With the rise of technologies such as the Internet of Things, machine learning, etc., new concepts such as predictive maintenance and condition-based maintenance (PdM/CbM) have entered the field of vision. In simple terms, predictive maintenance is based on a large amount of real-time data collected from the production site, using a specially trained predictive model to predict the state of machinery and equipment, helping professional operation and maintenance personnel to identify existing problems and hidden dangers in time, and according to A proactive approach to maintenance is required. This undoubtedly helps to improve the reliability of the operation of machinery and equipment, reduce downtime and improve work efficiency.

Maintenance of machinery and equipment is an important issue in industrial production. Traditionally, it is up to the operator to rely on his own intuition and experience to determine whether the state of the machine needs maintenance, which is obviously not reliable; another method is to strictly follow the operation and maintenance manual to carry out regular maintenance and do preventive maintenance. Maintenance, this will do a lot of useless work, and it is still difficult to detect in time if there is an emergency; and if you wait until the machine has a problem, and then passively carry out corrective maintenance and repair, the loss caused by this It may be bigger… Is it possible to make more active, timely and accurate monitoring and evaluation of the state of the machine, so that the maintenance work can be done just right? This has always been the direction people are looking for.

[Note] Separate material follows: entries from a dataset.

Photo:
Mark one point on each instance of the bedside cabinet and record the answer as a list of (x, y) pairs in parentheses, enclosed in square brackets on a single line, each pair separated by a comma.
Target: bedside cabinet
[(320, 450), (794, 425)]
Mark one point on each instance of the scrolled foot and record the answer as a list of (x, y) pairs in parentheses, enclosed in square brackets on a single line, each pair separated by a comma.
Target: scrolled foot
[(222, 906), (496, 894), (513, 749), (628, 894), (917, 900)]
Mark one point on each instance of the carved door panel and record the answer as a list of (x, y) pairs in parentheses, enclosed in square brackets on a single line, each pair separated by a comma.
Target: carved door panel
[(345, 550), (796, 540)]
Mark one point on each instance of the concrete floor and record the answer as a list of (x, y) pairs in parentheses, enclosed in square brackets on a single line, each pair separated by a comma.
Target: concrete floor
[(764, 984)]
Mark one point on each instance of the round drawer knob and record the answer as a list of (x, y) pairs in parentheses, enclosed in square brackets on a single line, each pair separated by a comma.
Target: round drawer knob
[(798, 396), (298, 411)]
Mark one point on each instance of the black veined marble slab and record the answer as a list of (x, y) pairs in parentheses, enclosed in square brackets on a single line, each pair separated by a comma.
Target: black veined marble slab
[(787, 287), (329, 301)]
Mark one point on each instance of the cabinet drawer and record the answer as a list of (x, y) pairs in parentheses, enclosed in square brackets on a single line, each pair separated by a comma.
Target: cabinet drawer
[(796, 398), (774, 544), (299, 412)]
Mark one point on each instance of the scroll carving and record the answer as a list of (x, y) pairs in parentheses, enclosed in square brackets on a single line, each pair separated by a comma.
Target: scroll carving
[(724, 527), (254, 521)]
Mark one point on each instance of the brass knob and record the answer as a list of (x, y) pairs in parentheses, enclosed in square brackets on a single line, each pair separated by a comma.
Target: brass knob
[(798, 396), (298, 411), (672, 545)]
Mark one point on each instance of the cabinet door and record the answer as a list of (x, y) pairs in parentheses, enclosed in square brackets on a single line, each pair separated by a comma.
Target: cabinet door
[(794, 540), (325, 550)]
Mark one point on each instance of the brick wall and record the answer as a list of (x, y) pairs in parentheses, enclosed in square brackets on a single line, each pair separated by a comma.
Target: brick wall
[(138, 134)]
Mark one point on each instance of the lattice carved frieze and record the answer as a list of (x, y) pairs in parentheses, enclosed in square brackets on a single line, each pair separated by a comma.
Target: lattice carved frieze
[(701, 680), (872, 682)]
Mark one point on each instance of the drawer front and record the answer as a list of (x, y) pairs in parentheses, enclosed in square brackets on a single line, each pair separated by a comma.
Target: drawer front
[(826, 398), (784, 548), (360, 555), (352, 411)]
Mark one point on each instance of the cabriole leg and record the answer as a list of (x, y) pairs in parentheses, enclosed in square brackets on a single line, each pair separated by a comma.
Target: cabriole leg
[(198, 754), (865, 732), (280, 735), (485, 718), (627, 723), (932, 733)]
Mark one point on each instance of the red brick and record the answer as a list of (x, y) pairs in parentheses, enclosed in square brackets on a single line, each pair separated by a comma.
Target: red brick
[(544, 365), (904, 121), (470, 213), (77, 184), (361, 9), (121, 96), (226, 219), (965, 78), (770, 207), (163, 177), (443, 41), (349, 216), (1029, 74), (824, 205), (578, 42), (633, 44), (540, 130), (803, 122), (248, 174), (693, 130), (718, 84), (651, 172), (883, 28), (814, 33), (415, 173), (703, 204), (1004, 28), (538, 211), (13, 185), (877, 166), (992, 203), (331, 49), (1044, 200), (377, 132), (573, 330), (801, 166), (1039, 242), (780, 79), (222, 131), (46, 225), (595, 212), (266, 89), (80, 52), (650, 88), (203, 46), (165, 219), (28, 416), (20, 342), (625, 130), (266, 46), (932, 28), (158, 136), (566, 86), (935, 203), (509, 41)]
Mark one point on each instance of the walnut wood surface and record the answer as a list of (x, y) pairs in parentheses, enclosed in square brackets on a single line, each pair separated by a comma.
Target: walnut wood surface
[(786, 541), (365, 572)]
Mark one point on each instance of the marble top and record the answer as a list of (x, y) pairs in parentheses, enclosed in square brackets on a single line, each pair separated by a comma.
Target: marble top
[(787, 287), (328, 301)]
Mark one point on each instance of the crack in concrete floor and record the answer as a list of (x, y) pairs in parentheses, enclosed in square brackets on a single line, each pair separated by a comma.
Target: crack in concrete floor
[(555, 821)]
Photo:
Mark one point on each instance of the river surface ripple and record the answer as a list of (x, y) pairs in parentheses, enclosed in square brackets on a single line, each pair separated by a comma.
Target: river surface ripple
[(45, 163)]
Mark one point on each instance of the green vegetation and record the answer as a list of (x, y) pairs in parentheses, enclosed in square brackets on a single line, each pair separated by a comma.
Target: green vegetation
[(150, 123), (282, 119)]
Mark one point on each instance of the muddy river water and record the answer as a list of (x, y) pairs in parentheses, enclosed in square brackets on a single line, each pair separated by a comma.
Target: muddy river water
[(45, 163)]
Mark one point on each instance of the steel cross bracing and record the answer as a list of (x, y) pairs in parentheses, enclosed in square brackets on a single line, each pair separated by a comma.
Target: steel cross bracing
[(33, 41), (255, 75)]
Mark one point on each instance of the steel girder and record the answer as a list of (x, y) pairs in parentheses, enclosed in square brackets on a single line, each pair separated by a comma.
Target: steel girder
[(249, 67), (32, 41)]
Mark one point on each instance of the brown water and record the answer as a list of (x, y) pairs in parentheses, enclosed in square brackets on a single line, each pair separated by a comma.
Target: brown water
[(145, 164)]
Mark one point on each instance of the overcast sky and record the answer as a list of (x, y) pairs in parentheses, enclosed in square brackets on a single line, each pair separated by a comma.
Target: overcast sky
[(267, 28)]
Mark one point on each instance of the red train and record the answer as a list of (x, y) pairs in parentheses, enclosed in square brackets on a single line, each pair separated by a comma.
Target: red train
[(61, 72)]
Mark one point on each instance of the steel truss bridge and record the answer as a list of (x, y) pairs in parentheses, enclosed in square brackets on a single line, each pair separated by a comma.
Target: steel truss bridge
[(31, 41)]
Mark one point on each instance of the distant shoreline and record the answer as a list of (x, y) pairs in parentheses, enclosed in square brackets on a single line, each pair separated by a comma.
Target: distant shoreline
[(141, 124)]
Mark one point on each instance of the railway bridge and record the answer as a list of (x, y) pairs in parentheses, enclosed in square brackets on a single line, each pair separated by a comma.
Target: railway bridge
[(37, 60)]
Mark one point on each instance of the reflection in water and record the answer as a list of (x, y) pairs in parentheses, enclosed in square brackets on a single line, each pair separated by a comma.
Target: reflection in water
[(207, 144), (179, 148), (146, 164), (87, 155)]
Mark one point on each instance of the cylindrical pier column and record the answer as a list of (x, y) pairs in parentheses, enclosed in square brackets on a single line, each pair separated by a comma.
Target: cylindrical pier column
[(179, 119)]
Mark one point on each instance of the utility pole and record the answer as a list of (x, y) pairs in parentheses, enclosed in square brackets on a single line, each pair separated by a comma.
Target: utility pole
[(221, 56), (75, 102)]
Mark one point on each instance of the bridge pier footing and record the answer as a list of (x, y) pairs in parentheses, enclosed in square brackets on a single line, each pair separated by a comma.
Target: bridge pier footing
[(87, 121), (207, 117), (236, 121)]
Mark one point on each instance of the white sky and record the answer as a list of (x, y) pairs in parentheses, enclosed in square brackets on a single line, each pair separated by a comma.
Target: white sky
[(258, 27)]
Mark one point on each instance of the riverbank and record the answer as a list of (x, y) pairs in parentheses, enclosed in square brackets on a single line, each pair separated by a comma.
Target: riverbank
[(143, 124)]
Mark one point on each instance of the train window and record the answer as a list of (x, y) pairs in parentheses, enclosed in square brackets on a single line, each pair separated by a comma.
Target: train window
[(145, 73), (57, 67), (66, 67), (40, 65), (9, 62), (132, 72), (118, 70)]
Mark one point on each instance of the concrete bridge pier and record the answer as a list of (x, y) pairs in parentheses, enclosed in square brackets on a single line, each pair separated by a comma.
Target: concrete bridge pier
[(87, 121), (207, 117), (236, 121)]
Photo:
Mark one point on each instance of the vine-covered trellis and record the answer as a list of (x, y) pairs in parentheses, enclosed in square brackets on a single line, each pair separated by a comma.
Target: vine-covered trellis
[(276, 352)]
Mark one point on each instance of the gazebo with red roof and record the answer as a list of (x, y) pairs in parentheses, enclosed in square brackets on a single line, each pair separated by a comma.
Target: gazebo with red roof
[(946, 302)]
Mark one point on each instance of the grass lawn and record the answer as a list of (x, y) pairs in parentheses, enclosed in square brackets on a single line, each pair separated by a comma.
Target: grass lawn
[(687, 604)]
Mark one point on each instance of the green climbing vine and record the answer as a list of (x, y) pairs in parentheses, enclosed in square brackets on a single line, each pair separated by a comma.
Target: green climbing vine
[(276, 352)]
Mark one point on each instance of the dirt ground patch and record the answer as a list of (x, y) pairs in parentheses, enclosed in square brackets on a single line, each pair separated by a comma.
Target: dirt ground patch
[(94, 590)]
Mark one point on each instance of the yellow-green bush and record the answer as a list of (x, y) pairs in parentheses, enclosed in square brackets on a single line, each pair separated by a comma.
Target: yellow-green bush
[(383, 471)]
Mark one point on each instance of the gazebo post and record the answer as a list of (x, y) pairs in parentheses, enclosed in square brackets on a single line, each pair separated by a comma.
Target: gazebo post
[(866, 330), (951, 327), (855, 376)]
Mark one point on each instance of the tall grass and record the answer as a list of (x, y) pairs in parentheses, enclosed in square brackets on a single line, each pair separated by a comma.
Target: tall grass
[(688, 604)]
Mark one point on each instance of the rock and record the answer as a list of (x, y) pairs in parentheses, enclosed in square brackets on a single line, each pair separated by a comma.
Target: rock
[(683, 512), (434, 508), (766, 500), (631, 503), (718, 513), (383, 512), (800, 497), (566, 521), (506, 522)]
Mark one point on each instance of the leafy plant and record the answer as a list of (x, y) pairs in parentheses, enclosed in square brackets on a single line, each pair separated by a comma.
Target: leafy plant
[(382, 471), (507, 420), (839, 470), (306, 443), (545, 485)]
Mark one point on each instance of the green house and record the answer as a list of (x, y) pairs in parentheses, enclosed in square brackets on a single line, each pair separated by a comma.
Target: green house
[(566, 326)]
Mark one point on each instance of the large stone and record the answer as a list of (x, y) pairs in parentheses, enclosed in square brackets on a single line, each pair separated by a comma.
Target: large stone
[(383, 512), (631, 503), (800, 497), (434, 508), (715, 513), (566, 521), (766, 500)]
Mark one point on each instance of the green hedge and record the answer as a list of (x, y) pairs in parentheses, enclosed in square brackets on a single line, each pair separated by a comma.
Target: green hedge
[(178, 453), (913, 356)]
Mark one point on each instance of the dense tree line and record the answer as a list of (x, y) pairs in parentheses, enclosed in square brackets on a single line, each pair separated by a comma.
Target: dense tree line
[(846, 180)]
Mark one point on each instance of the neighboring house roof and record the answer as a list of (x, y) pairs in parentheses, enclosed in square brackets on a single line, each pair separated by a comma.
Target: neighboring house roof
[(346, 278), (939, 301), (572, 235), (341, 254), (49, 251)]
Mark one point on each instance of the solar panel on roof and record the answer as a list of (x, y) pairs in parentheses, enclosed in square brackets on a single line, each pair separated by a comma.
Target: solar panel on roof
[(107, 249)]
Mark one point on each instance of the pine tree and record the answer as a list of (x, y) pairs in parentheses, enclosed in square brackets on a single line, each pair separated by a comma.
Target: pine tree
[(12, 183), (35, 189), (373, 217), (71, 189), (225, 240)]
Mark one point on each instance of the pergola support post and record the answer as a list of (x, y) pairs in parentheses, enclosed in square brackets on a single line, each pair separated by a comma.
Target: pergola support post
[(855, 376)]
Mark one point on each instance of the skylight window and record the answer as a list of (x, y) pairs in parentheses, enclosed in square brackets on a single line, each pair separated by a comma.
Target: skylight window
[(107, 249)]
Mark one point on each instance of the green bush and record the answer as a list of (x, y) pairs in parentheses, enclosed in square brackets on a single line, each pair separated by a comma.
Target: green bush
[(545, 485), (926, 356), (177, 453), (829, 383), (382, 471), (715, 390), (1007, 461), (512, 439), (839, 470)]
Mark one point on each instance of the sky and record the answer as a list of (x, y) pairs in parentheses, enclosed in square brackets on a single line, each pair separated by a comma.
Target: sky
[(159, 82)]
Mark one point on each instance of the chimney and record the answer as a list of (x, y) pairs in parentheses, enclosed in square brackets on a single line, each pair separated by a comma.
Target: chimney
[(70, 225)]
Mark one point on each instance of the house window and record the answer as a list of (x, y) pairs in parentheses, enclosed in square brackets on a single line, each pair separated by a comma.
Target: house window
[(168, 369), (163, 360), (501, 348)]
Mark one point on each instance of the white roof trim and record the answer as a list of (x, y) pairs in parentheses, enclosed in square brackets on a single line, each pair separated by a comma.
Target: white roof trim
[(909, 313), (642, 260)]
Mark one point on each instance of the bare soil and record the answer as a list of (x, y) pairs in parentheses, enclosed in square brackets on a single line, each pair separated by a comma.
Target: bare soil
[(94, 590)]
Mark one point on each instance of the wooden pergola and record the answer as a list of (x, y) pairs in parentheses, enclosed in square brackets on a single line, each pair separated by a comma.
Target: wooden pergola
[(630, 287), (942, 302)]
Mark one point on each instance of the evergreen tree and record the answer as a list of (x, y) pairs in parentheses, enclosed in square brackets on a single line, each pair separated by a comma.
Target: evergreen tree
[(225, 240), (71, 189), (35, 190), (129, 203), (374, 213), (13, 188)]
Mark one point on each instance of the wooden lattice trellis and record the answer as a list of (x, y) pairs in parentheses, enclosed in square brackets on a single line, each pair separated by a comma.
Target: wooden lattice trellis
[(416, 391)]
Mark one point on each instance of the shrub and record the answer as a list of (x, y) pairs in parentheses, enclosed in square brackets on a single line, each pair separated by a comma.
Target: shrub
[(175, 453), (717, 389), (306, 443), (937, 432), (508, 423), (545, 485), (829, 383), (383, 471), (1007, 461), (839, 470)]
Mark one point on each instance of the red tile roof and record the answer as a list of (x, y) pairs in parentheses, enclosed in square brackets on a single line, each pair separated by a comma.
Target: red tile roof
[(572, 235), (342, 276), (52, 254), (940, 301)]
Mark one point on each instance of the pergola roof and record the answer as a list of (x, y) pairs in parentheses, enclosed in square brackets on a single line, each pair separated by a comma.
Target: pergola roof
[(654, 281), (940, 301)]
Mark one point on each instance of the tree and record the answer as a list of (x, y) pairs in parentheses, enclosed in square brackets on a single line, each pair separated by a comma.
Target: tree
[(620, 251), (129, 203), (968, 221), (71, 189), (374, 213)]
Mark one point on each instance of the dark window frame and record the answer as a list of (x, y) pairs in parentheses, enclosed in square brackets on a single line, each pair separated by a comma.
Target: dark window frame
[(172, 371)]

With the rise of technologies such as the Internet of Things, machine learning, etc., new concepts such as predictive maintenance and condition-based maintenance (PdM/CbM) have entered the field of vision. In simple terms, predictive maintenance is based on a large amount of real-time data collected from the production site, using a specially trained predictive model to predict the state of machinery and equipment, helping professional operation and maintenance personnel to identify existing problems and hidden dangers in time, and according to A proactive approach to maintenance is required. This undoubtedly helps to improve the reliability of the operation of machinery and equipment, reduce downtime and improve work efficiency.

According to a research report by Markets and markets, the global machine condition monitoring market size is expected to grow from USD 2.6 billion in 2021 to USD 3.6 billion in 2026, with a compound annual growth rate of 7.1%. The interest in predictive maintenance in the industrial sector is evident here.

Accelerometers in Predictive Maintenance

To achieve predictive maintenance, an important foundational work is data collection, which is done by sensors that sense and collect valuable data including temperature, pressure, vibration, rotational speed, current, liquid properties, etc. , as the basis for prediction.

Among many data, vibration is the most critical one, because once a problem occurs in a rotating machine (such as ball bearing failure, shaft deviation, unbalance, excessive looseness, etc.), it will be reflected by the vibration spectrum, and it can be judged according to the characteristics of the spectrum. Where is the source of the problem. The sensing and acquisition of these vibration-related data requires acceleration sensors.

It’s Ta! An indispensable sensor “prophet” in industrial predictive maintenance
Figure 1: Spectrograms of mechanical shock with fracture (yellow) and without fracture (blue), the difference can be clearly observed (Image source: TE)

For effective and reliable vibration sensing, the traditional approach has been to mount an accelerometer on the machine and hardwire it back into a central machine protection system (such as a vibration monitor). This method, while reliable, is expensive, so it is usually only used on large, high-value rotating machines. However, with the implementation of Industry 4.0, the application of predictive maintenance has gradually penetrated into more small and medium-sized equipment and systems, which also promotes smaller size, lower comprehensive cost, greater ease of use and flexibility. Embedded accelerometer market.

To achieve long-term, reliable, stable and accurate sensing to provide accurate data for industrial condition monitoring and predictive maintenance, embedded accelerometers need to have the following characteristics:

wide frequency response

Since the vibration spectrum of different faults is widely distributed, in order to detect the faults of all mechanical equipment as much as possible, the accelerometer needs to have a wide frequency response range. Generally, for bearing monitoring, the frequency response of the accelerometer should be 40 to 50 times the shaft speed; for fans and gearboxes, the upper limit of the minimum frequency response of the accelerometer should be 4 to 5 times the pass frequency response of the blade.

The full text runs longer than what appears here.